会社に頼れない今、20代から「老後のために」準備できることは?
複業には大きく3つの「型」がある
西村:複業には、ユーチューバーやブロガー、ガーデニングなど自分の“好き”を仕事にする「趣味型」、そして将来的に独立を考えつつも、まずは週10時間くらいからのミニマルな感じでスタートする「起業型」、これまで本業で培ってきた経験・スキル・ノウハウ・人脈を駆使する「プロ型」、と大きく3つに分けられます。
矢部:とはいえ、起業したいことや仕事につなげたい趣味が明確にある人は少ない気もします。

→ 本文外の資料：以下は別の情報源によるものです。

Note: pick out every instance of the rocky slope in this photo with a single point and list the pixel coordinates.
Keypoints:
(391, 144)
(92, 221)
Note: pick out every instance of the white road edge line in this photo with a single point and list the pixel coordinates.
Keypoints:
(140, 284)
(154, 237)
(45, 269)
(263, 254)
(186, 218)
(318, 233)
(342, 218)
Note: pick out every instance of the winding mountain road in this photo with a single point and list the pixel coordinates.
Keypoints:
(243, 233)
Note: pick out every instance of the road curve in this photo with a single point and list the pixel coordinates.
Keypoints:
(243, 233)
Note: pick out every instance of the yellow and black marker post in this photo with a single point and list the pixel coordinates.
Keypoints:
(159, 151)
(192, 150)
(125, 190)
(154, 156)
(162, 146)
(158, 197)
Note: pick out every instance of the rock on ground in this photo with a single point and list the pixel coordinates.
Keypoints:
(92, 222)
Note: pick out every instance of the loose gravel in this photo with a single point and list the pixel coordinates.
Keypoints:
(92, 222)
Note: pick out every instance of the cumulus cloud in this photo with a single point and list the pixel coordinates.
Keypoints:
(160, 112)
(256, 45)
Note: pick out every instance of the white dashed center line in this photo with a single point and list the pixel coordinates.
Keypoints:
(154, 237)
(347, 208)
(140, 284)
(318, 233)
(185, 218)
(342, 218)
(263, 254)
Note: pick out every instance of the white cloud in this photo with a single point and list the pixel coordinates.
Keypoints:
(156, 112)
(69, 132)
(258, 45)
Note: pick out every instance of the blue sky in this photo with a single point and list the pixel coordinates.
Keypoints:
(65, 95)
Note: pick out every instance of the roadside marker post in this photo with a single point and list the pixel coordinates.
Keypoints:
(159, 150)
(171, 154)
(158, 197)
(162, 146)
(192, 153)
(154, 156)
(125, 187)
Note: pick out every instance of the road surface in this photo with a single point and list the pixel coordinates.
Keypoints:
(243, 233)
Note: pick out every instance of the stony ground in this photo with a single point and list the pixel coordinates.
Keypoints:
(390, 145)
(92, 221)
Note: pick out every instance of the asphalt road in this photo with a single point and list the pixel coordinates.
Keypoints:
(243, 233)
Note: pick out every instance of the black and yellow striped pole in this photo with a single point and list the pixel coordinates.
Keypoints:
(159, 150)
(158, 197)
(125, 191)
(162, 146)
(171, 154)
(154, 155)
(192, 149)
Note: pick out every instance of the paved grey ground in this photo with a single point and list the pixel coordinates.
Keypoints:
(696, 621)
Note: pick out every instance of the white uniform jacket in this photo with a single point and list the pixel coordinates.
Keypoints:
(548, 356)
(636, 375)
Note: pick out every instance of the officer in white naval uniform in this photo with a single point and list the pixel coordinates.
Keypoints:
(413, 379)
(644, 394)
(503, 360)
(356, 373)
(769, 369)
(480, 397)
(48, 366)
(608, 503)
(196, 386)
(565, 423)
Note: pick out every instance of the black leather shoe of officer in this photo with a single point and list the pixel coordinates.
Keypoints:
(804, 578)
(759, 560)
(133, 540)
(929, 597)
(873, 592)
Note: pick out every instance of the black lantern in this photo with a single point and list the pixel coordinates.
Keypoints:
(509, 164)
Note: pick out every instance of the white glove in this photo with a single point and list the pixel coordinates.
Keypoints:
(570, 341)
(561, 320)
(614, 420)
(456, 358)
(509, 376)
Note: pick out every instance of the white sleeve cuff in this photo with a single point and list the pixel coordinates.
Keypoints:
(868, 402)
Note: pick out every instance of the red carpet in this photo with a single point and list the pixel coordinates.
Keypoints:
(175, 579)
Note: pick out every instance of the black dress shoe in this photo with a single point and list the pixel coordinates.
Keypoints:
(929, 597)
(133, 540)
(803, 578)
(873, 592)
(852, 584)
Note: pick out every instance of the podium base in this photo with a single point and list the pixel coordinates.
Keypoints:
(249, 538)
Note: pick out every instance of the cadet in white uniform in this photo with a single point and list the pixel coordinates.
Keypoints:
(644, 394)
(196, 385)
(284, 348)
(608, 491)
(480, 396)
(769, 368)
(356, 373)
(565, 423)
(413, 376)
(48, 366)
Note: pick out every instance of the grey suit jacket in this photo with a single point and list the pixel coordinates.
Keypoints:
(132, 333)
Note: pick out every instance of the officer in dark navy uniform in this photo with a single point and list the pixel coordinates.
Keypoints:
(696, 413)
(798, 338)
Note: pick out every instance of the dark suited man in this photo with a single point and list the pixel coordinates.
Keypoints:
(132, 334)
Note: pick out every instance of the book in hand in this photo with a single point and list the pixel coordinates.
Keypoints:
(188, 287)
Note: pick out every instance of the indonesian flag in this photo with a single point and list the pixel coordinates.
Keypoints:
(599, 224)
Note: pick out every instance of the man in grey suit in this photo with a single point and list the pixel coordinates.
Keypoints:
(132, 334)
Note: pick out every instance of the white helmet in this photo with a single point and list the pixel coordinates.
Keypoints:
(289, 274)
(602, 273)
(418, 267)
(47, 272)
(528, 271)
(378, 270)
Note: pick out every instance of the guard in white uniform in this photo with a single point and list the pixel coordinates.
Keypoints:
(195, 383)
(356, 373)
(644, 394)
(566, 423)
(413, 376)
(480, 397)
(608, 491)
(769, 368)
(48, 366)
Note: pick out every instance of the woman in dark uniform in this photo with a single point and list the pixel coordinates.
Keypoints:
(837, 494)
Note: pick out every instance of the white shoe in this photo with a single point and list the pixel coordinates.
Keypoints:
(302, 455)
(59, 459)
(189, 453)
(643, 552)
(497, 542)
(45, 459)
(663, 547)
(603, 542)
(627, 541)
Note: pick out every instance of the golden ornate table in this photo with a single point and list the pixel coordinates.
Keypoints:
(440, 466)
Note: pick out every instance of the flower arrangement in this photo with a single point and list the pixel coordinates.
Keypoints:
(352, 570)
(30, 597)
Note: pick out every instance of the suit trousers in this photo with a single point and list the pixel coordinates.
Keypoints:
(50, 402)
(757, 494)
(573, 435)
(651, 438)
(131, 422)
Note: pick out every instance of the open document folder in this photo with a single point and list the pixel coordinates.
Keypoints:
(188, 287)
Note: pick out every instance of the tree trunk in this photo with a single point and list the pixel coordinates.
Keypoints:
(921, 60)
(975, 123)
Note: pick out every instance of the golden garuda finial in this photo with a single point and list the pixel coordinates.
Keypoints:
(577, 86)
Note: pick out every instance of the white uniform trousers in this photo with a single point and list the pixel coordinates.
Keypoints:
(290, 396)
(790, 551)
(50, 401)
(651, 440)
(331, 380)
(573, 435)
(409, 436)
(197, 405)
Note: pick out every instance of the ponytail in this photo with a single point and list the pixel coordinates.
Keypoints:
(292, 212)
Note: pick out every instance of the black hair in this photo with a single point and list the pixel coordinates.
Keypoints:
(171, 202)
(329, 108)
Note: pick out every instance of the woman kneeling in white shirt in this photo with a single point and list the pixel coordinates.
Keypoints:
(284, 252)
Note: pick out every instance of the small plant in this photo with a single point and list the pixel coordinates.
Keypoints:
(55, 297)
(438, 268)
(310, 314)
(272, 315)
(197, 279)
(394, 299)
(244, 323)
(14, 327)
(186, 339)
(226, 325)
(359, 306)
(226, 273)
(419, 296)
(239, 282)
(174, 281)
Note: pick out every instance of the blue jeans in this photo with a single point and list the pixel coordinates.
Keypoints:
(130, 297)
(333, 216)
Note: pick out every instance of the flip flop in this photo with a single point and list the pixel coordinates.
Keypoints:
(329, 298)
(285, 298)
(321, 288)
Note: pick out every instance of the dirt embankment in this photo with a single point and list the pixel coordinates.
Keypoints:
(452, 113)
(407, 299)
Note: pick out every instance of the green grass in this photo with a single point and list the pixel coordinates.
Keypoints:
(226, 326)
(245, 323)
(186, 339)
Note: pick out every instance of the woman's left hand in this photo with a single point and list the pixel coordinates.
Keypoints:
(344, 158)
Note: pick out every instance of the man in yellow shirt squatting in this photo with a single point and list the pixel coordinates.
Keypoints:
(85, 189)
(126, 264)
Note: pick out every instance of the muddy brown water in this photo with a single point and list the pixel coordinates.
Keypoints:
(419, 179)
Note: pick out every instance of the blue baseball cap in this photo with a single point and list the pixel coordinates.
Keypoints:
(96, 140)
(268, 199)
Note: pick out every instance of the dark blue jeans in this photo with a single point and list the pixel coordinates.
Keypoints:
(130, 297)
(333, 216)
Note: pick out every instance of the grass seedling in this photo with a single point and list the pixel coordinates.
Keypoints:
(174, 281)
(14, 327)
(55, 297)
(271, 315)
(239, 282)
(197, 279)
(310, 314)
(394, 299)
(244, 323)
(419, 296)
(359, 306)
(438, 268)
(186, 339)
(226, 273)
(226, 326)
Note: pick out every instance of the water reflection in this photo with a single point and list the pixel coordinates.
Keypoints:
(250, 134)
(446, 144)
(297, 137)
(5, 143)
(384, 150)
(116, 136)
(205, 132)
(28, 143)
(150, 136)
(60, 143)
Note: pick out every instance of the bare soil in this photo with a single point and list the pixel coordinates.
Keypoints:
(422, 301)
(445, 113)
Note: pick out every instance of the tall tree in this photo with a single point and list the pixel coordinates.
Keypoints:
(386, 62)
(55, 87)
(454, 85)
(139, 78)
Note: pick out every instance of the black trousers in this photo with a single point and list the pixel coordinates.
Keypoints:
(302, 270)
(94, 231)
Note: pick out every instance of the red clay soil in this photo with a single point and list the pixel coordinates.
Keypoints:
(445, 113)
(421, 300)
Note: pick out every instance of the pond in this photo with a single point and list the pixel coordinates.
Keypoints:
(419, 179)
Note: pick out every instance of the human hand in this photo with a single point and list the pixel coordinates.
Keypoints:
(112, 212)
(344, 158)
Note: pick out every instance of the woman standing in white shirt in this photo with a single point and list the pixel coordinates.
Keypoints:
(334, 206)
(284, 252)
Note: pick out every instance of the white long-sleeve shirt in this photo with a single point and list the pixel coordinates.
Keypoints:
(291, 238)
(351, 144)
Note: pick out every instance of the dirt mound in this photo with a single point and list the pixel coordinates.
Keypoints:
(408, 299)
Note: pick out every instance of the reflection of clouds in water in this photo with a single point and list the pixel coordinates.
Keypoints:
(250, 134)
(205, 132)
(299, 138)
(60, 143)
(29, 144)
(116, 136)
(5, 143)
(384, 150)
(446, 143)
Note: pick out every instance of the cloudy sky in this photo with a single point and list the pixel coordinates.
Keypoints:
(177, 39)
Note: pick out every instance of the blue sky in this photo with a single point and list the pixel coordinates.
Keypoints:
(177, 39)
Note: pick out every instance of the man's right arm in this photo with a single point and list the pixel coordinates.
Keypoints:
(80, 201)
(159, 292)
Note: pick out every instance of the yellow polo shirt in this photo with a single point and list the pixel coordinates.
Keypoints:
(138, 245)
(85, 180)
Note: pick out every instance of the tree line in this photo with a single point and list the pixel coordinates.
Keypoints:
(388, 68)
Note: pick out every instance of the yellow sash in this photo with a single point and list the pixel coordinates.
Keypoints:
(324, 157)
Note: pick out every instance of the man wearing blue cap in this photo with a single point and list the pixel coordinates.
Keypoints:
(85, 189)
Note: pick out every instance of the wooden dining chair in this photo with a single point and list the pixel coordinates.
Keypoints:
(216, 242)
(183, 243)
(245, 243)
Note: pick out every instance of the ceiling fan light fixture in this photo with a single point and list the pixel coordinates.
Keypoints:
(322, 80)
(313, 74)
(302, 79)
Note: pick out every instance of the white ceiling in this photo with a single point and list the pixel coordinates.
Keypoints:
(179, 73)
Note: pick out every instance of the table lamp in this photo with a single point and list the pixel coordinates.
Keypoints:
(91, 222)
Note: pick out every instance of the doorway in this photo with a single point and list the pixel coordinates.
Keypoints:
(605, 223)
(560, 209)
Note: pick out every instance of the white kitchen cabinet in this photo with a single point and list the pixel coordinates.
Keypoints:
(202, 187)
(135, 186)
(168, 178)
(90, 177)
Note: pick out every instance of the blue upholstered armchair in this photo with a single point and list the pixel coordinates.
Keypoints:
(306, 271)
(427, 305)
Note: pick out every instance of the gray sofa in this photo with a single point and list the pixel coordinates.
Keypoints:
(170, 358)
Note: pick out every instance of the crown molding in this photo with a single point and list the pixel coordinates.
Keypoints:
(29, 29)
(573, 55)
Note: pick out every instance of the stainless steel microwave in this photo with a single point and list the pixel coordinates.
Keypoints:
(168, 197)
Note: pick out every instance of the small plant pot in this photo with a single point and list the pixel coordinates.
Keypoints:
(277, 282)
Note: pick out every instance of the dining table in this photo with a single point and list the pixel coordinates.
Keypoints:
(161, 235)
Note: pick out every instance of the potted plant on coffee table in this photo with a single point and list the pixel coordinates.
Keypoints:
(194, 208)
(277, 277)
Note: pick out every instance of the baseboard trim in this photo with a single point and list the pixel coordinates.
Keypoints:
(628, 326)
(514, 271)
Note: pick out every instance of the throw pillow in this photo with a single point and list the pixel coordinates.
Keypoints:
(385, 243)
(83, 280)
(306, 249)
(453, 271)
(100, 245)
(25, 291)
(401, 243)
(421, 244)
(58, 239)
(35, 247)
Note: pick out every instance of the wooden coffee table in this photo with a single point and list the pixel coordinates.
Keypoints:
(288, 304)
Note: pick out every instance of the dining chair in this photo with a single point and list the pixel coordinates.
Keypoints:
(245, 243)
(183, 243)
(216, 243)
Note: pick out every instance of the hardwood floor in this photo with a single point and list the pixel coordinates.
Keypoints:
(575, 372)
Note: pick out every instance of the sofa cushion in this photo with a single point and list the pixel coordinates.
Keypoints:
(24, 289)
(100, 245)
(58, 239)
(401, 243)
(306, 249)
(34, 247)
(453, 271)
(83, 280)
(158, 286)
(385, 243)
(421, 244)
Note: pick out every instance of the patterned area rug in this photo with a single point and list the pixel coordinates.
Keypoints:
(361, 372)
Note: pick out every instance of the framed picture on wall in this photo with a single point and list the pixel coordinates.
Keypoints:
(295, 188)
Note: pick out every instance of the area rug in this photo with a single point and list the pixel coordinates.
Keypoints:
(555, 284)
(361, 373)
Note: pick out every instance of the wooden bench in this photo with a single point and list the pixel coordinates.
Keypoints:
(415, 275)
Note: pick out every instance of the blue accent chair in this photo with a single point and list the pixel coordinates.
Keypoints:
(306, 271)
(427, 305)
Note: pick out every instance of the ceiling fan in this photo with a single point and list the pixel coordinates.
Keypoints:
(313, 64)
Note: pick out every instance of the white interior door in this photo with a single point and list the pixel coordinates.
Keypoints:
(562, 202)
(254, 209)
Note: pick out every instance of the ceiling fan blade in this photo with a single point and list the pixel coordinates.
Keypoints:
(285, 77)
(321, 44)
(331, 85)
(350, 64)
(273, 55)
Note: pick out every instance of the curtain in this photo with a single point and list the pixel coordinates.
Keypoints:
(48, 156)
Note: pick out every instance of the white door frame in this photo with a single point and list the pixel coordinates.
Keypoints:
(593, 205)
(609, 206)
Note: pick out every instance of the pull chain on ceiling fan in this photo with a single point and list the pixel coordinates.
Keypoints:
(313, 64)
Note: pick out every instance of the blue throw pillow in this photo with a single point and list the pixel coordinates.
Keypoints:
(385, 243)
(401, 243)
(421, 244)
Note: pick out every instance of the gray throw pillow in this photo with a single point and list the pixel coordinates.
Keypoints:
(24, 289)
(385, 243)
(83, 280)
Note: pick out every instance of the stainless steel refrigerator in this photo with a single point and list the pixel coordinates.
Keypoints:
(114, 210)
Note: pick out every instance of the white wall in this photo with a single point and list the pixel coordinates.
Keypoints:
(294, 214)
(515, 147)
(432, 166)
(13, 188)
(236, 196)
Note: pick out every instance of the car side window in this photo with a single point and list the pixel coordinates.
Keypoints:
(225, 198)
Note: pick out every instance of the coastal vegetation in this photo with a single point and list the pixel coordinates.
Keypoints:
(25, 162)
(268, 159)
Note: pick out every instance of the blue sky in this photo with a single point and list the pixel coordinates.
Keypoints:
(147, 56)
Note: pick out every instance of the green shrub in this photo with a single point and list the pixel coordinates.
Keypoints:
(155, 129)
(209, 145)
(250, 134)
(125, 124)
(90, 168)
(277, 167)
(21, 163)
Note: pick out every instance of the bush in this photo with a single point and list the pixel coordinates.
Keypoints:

西村:複業というと本業とは異なる新しいビジネスをゼロから始めるというイメージがまだ強いですが、やりたいことが明確にあるわけではないけど複業には興味があるという人は、本業の延長になるような仕事を選ぶのがよいと思います。
アパレルスタッフがファッション指南のSNS運用
西村:僕自身も、リクルートで営業だったサラリーマン時代、複業として、これからの働き方について考えるコミュニティメディアを立ち上げてPVを稼いだことで、新規事業開発部に社内ヘッドハントされたことがありました。
矢部:あくまで複業として始めたことが本業に好影響を与えることもあるわけですね。
西村:アパレルスタッフが本業とは別でファッション指南のSNSを立ち上げるとか、保育士さんが子育ての悩みを共有するイベントやコミュニティを立ち上げるとか、本業の専門性を生かした複業ってどんどん増えています。それにたとえ今、自分がやりたいことがわからなくても、客観的な視点から自分を見てもらうことで気づくことも多いんです。
矢部:具体的にはどのような?
本業以外に稼ぐ道をつくって老後に備える
西村:例えば、小さいころから朝5時に起きる習慣が身に染み付いていた人が、朝活を専門に手がけるコンサルタントになって成功した例もあります。
矢部:わかりやすい資格や派手なビジネスモデルでなくても、今から本業以外に稼ぐ道をつくって老後に備えることはいくらでもできるんですよね。
西村:収入の一部を資産運用に回して老後に備える人は多いですが、今まで培ってきたキャリアは、お金同様に資産なんです。金融資産の運用と同様に、“資産としての自分”を今のうちからどう運用し、レバレッジを利かせて老後の生き方・働き方に備えるかが大事だと思います。